Figure 2. PRISMA flow diagram. ^*The number of records identified from each database or register searched is provided in Figure 1. ^**No records were excluded by automation tools.

Inclusion for meta-analysis data

Approximately 310 records were sought for retrieval. Of these 310 records, 63 abstracts were linked to inaccessible PDFs or online links to view the full text. To obtain the remaining studies lacking the PDFs a search was completed in Google Scholar. If the articles could not be retrieved through Google Scholar but had enough information in the abstract to support paying for the article, requests were made through our university librarian to purchase the article. The remaining, 247 studies were initially obtained because they measured platelet MAO and/or sensation seeking. Of these studies, 34 did not use the Zuckerman SSS to measure sensation seeking but rather an alternative psychometric questionnaire developed to measure either sensation seeking or impulsivity which is highly correlated with sensation seeking. Another 15 studies did not include a disinhibition subscale in the Zuckerman SSS. The remaining 184 studies met the initial inclusion criteria of testing MAO and SSS, however, they failed to include the correlation between MAO and SSS or the necessary information to calculate an estimated correlation.

Overall, seven studies included in the present meta-analysis were obtained from searching PsycInfo and Medline simultaneously through EBSCO. Moreover, three studies were obtained from Science Direct and three studies from PubMed. Only one study was obtained from ProQuest. A total of 24 correlations were retrieved from the above-mentioned studies and synthesized in the present meta-analysis. To ensure that high quality studies were evaluated in the present meta-analysis, all of the studies were thoroughly reviewed by the research team to ensure that they met the inclusion criteria.

Approach to analysis

Computations in the current study were carried out using Comprehensive Meta-Analysis Version 4 (Borenstein et al., 2022). Correlations were extracted from studies examining the association between blood platelet MAO and the Zuckerman SSS. A Fixed Effects Model (FEM) and a Random Effects Model (REM) were used to calculate the weighted average correlation in the studies. The FEM assumes that the studies included in the analysis are drawn from the same underlying population, employ identical methodologies, and are estimating the same treatment effect (Borenstein, 2019; Borenstein et al., 2010, 2021; Hedges and Olkin, 1985; Hedges and Vevea, 1998; Higgins and Thomas, 2019). Alternatively, the REM model assumes that there are differences between the population, methodologies, and are estimating varying treatment effects across studies (Borenstein, 2019; Borenstein et al., 2010, 2021). As part of the FEM, the Q-test was calculated to examine if there was evidence of any variations in effect size across studies. I-squared was calculated to understand the proportion of the variance within the observed effects that reflects variation in the true effects rather than sampling error. Tau-squared was calculated to examine the variance of the true effects and the prediction interval was calculated to provide a range of within which the results of a future study might fall if the study was selected at random from the same underlying population.

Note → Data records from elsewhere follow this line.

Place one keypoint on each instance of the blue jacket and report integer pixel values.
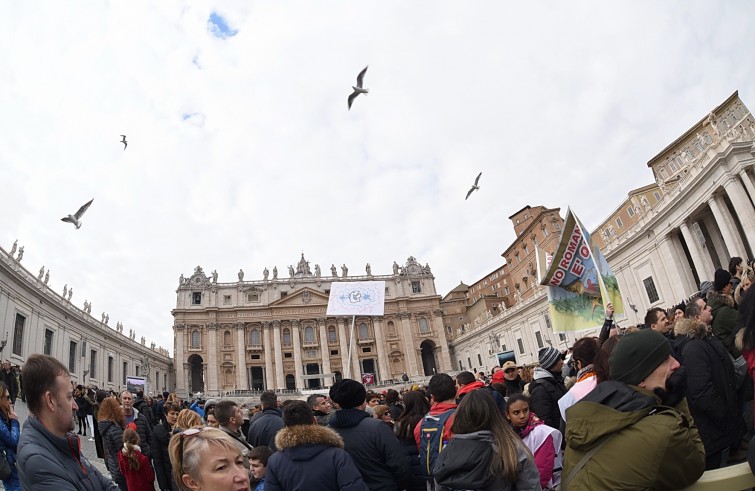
(311, 458)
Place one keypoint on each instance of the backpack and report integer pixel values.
(431, 441)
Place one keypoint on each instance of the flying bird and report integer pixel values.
(358, 89)
(475, 187)
(76, 218)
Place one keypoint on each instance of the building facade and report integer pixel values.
(36, 319)
(273, 333)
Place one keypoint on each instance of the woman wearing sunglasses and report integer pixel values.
(207, 459)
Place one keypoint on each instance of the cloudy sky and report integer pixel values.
(242, 152)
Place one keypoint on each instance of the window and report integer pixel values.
(18, 335)
(72, 356)
(48, 342)
(650, 289)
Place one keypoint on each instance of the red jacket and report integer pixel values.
(137, 480)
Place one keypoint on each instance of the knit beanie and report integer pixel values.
(637, 355)
(348, 393)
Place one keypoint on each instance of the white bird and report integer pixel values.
(76, 218)
(475, 187)
(358, 89)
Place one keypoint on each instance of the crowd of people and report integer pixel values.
(644, 407)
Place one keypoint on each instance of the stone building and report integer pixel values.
(273, 332)
(36, 319)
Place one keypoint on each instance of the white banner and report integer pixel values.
(356, 298)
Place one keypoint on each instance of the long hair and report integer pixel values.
(477, 412)
(415, 408)
(130, 440)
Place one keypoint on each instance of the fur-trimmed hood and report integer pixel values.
(292, 437)
(691, 328)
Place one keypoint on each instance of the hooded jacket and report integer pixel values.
(47, 462)
(711, 389)
(377, 453)
(650, 447)
(311, 458)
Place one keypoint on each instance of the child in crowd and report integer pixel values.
(134, 465)
(258, 465)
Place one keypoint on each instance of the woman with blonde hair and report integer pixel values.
(111, 425)
(207, 459)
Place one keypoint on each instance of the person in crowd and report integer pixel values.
(9, 437)
(111, 424)
(207, 459)
(433, 432)
(641, 412)
(548, 387)
(484, 453)
(376, 452)
(140, 421)
(49, 453)
(711, 391)
(725, 316)
(310, 456)
(415, 408)
(543, 441)
(320, 408)
(265, 425)
(230, 419)
(160, 440)
(134, 465)
(258, 459)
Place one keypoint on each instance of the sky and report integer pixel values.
(242, 153)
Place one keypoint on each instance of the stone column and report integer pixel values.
(268, 353)
(744, 208)
(324, 351)
(241, 381)
(410, 352)
(280, 382)
(298, 372)
(728, 228)
(212, 358)
(384, 373)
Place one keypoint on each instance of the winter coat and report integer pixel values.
(465, 464)
(264, 427)
(377, 453)
(161, 458)
(142, 479)
(545, 391)
(663, 442)
(47, 462)
(725, 319)
(711, 389)
(311, 457)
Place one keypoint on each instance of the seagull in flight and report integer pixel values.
(475, 187)
(358, 89)
(76, 218)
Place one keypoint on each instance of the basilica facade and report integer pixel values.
(273, 332)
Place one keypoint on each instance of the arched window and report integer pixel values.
(255, 337)
(309, 335)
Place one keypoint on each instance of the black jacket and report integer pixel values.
(711, 390)
(376, 451)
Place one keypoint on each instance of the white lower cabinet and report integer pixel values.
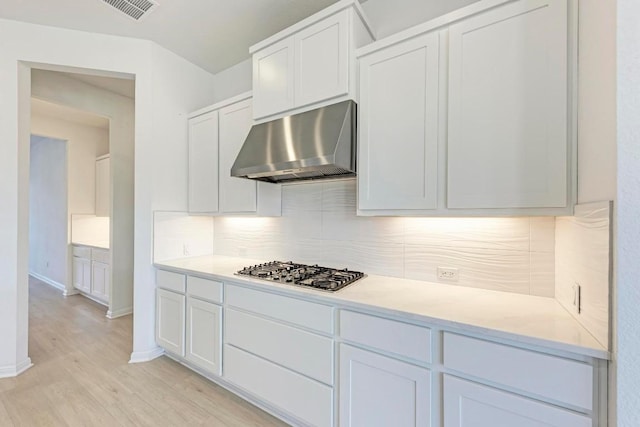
(376, 390)
(469, 404)
(170, 321)
(204, 326)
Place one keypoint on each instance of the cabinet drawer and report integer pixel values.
(82, 252)
(301, 351)
(302, 397)
(101, 255)
(171, 281)
(205, 289)
(388, 335)
(310, 315)
(553, 377)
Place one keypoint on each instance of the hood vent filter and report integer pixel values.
(135, 9)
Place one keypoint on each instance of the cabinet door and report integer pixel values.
(238, 195)
(399, 126)
(273, 79)
(507, 143)
(322, 60)
(82, 274)
(103, 187)
(468, 404)
(204, 341)
(379, 391)
(203, 163)
(170, 331)
(100, 280)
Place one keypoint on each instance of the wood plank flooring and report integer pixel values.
(82, 376)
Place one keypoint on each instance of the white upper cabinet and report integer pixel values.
(273, 78)
(475, 117)
(508, 144)
(216, 135)
(103, 186)
(398, 150)
(309, 63)
(203, 163)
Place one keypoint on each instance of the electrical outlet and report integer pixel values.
(577, 296)
(448, 274)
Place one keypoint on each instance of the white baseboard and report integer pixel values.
(14, 371)
(119, 313)
(48, 281)
(146, 356)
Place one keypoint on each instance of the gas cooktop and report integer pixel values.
(311, 276)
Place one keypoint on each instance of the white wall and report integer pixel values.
(319, 225)
(167, 89)
(389, 17)
(627, 348)
(48, 222)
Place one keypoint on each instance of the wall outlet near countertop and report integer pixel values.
(448, 274)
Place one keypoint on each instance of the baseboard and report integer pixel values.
(48, 281)
(14, 371)
(146, 356)
(119, 313)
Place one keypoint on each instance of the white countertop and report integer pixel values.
(100, 244)
(521, 318)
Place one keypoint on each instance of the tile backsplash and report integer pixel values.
(319, 225)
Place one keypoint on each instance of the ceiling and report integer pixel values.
(214, 34)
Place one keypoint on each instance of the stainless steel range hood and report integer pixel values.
(312, 145)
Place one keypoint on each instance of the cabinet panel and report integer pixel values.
(170, 321)
(273, 78)
(101, 280)
(379, 391)
(302, 397)
(307, 314)
(204, 340)
(554, 377)
(467, 404)
(507, 142)
(322, 60)
(82, 274)
(398, 147)
(203, 163)
(301, 351)
(103, 187)
(238, 195)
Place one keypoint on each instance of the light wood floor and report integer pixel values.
(82, 377)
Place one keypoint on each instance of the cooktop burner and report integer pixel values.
(311, 276)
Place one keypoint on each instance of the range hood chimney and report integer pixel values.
(315, 144)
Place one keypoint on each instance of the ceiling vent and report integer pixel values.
(135, 9)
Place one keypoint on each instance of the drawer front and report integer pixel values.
(313, 316)
(301, 351)
(82, 252)
(172, 281)
(387, 335)
(553, 377)
(205, 289)
(101, 255)
(302, 397)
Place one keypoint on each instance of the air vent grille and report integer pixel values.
(135, 9)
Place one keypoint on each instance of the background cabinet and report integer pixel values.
(216, 135)
(376, 390)
(398, 150)
(170, 321)
(508, 117)
(203, 163)
(309, 63)
(103, 186)
(470, 404)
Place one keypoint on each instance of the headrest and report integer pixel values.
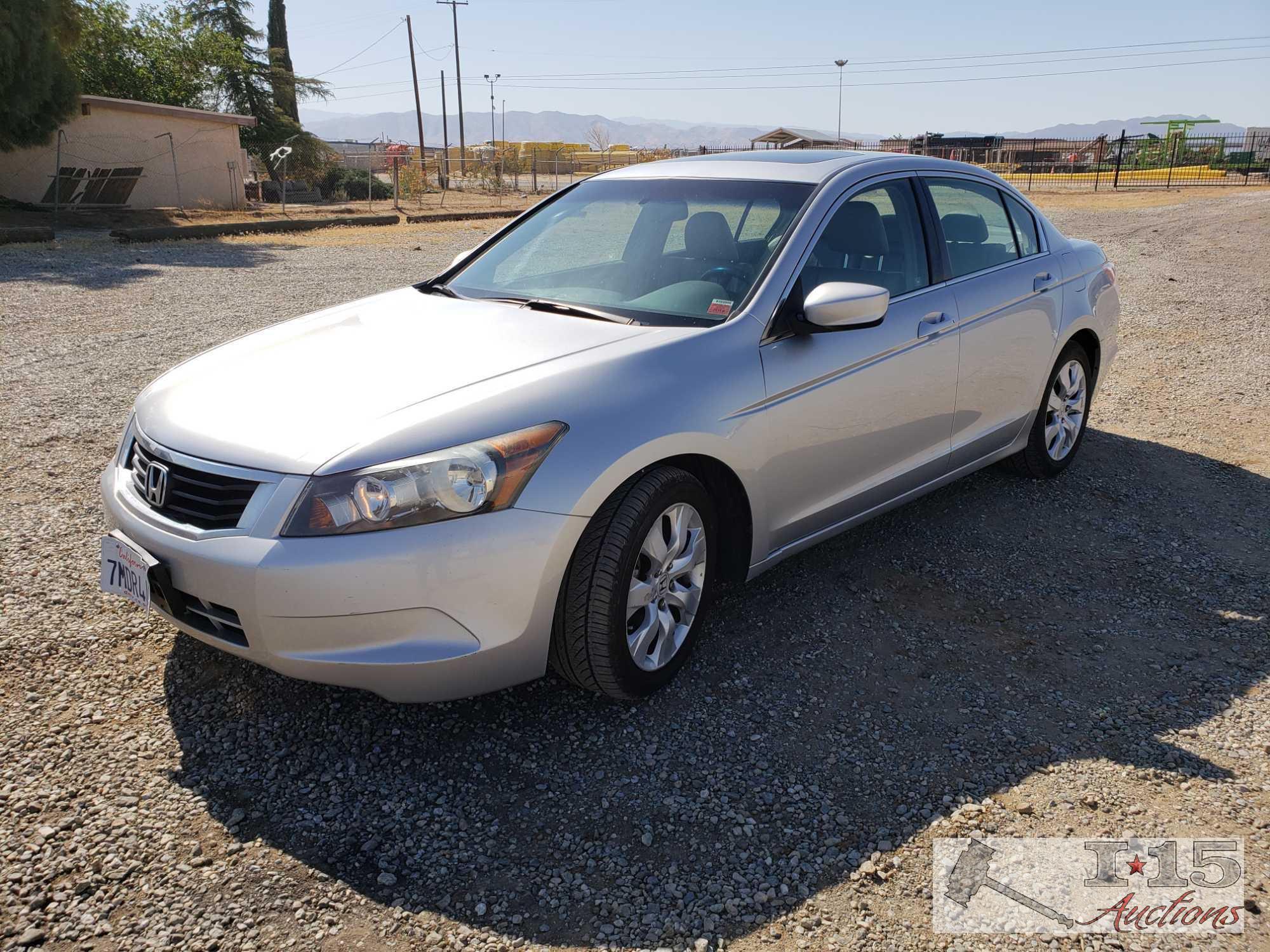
(707, 235)
(857, 229)
(970, 229)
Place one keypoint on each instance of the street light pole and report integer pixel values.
(840, 64)
(459, 81)
(492, 82)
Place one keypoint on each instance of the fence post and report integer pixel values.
(58, 181)
(1120, 157)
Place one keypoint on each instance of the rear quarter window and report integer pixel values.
(1026, 227)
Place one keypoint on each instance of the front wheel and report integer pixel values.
(637, 587)
(1060, 426)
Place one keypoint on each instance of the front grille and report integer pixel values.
(210, 619)
(205, 499)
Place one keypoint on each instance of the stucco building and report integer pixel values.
(117, 154)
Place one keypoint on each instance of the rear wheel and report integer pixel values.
(1060, 426)
(638, 586)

A variety of methods were also used to assess publication bias, including inspecting a funnel plot, calculating the classic fail-safe N, Begg and Mazumdar Rank Correlation Test, Egger's Test of the Intercept, and Duval and Tweedie's Trim and Fill.

Transparency and openness

The data for this meta-analysis will be made available by contacting the corresponding author. The study design and analytical plan were not preregistered.

Results

General SSS

Fixed effects model (REM) and random effects model (REM)

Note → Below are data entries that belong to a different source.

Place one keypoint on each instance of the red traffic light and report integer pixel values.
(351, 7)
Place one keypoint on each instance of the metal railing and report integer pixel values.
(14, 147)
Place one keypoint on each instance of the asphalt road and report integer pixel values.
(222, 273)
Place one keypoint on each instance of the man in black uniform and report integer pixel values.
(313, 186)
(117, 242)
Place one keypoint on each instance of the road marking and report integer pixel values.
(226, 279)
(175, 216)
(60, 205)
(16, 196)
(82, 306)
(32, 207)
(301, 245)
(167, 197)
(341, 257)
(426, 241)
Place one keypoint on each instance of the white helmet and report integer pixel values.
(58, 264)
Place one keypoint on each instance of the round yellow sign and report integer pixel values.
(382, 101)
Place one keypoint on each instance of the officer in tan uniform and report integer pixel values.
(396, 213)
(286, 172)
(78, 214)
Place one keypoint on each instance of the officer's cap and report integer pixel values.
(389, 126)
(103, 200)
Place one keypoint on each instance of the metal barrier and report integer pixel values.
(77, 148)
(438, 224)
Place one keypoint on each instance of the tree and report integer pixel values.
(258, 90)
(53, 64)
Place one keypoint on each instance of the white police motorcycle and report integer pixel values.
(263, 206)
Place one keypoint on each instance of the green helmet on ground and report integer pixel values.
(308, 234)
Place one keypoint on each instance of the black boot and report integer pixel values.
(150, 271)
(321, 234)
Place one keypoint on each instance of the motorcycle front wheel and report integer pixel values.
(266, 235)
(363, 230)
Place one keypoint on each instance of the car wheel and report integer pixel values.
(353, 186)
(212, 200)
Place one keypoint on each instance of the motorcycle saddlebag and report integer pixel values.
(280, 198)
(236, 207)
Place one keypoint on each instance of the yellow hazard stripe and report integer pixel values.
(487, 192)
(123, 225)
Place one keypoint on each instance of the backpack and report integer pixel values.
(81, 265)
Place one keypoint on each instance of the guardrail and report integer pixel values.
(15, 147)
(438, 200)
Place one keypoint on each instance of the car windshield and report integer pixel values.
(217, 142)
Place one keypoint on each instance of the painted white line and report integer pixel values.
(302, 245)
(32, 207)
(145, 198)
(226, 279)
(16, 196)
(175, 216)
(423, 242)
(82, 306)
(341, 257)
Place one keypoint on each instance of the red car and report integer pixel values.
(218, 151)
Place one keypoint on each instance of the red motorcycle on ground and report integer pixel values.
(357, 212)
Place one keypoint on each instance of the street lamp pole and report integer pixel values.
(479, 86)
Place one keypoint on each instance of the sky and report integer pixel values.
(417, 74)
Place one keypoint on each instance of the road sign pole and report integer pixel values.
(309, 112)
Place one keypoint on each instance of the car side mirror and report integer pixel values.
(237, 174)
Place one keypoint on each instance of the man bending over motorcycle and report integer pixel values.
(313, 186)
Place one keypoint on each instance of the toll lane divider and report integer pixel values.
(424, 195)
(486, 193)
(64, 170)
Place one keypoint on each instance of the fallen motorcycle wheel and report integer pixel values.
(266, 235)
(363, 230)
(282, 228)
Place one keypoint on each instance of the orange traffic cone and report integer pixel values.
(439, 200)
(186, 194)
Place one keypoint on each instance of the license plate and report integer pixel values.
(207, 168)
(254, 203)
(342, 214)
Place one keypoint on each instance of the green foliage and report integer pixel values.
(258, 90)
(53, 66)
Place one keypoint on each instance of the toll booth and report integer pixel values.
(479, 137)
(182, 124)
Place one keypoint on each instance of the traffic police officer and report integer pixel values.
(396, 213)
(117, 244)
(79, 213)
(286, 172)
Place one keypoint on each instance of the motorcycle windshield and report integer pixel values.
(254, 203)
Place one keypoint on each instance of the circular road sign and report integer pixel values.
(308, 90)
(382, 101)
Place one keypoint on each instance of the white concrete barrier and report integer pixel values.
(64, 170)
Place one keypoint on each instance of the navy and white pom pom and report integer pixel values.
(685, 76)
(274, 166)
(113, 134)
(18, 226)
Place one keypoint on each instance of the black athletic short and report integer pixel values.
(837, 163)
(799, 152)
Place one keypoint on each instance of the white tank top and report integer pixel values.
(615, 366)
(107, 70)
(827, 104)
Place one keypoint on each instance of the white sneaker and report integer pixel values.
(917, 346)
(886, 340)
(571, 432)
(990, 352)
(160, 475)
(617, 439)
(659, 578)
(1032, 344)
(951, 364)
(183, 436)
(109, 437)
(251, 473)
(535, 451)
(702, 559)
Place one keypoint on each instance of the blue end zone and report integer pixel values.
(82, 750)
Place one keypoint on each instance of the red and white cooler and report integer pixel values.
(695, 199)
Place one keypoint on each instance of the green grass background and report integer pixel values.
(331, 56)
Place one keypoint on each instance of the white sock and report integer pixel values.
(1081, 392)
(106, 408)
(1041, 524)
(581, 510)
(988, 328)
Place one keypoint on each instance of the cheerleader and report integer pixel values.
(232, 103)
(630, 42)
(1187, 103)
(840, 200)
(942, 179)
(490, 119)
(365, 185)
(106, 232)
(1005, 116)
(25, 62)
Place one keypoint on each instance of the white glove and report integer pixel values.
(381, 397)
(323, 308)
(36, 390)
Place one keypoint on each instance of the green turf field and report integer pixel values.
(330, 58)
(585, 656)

Fourteen studies from 1977 to 1999, with a total of 24 correlations and 1,470 participants, were included in the analyses examining the association between the General SSS and MAO. Across the 24 independent effect sizes, the correlations ranged from −0.74 to 0.40. Figure 3 provides a forest plot summarizing the correlations observed and provides a visual comparison of the studies analyzed. The Fixed Effects Model (FEM) yielded a weighted average correlation of −0.18 (95% Confidence Interval [CI] = −0.23, −0.13). The heterogeneity test indicated that one or more of the 24 effect sizes may not represent the same underlying population (Q = 52.30, p < 0.001, I² = 56.03). The I-squared value indicated that 56.03% of the variance in the observed effects reflect variance of the true effects rather than sampling error. The REM yielded a weighted average correlation of −0.22 (95% CI = −0.31, −0.13). The tau-squared was equal to 0.026 in Fisher's Z units and tau was equal to 0.160 in Fisher's Z units.

Figure 3

Figure 3. Forest plot of correlations between general SSS and MAO.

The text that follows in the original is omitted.